Dick stares at him. “I can’t lose you.”
Jason holds his stare, his face shutdown. It feels like a terrible moment, a no-win situation. Either his fear will be confirmed, or Jason will tell him that he won’t lose him, no matter what—then his heart will really start to break.
Jason doesn’t say anything, only nods and turns away.
“I thought I’d be fine with it, if anyone ever finds out—” Jason says quietly. “I thought, it wouldn’t be that bad—it’ll drive them mad, and eventually when you come to your senses and break up with me, at least I get to make fun of you when we run into each other on some rooftop again, at least I’ve had the chance, to get a taste of what it’s like—”
He stops himself. The air has grown so heavy between them, every breath a weight against his chest, Dick doesn’t feel like he can drag himself to even move a finger.
“But then I realized all it will do is to hurt you,” Jason turns and meets his eyes. “So how the hell does it benefit me?”
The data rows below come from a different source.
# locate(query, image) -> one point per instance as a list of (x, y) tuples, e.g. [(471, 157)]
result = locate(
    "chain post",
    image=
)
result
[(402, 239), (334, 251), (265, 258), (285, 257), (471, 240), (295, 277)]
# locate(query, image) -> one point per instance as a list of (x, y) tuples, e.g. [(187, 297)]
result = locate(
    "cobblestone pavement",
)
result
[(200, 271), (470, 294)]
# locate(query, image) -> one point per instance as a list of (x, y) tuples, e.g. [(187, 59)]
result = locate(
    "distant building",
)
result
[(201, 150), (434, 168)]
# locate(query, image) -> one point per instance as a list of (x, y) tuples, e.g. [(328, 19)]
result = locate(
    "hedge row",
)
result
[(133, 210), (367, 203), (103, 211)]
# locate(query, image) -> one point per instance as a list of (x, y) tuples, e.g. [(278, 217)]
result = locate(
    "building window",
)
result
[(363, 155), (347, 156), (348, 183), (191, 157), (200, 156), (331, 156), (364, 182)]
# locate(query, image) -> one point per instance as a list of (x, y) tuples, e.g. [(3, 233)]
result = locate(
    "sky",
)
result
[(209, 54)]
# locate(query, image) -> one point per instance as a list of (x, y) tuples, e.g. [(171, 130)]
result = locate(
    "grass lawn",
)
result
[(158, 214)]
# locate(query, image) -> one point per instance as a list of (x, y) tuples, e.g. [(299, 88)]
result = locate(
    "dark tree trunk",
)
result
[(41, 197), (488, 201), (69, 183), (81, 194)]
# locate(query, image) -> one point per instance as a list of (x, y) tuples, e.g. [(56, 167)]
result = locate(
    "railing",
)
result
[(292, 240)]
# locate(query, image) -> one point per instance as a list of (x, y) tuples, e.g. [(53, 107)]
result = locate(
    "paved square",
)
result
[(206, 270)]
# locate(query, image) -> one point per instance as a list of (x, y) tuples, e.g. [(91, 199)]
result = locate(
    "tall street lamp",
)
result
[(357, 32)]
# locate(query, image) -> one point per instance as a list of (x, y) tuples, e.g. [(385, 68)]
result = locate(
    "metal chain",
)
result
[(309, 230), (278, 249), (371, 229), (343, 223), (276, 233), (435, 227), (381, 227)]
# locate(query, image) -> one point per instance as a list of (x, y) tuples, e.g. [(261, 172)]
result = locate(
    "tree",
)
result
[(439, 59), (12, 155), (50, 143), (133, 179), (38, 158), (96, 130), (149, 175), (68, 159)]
Against the lead-filled air, Dick lifts his arm and reaches forward, placing his hand on Jason’s arm, squeezing lightly. A few seconds later, Jason’s hand comes up and covers his.
“Can we just go to bed?” Dick whispers.
Swallowing, Jason nods. “Yeah—”
The moment is cut short by a series of sharp, urgent beeping coming from the coffee table, among the pile of communicators and alarms.
“A break-in. One of the supply closets,” Jason says after picking it up. “I need to go check it out.”
“Want me to come with you?”
“No,” Jason looks him over. “I want you to go to bed and get eight hours of sleep. It’s probably nothing. The perimeter alarm keeps acting up after I set it up last week. But better safe than sorry.”
“Okay,” Dick says, watching Jason putting his armor back up, guns holstered, helmet on. He’s halfway to the fire exit when he whips around. Shoulders sagging, Jason sighs at the sight of him.
“If you’re going to wait on the couch, at least go grab a blanket.”
“I will,” Dick gives him a small smile. “Be careful.”
With the window clicked shut, Dick slumps down on the couch. The cushion is still warm from their combined body heat, and he has no desire to get up and leave the spot.
The night can hollow him out so quickly. His body already feels asleep. His mind, on the other hand, is rather comparable to the TV right now—on, but with only a static display screen.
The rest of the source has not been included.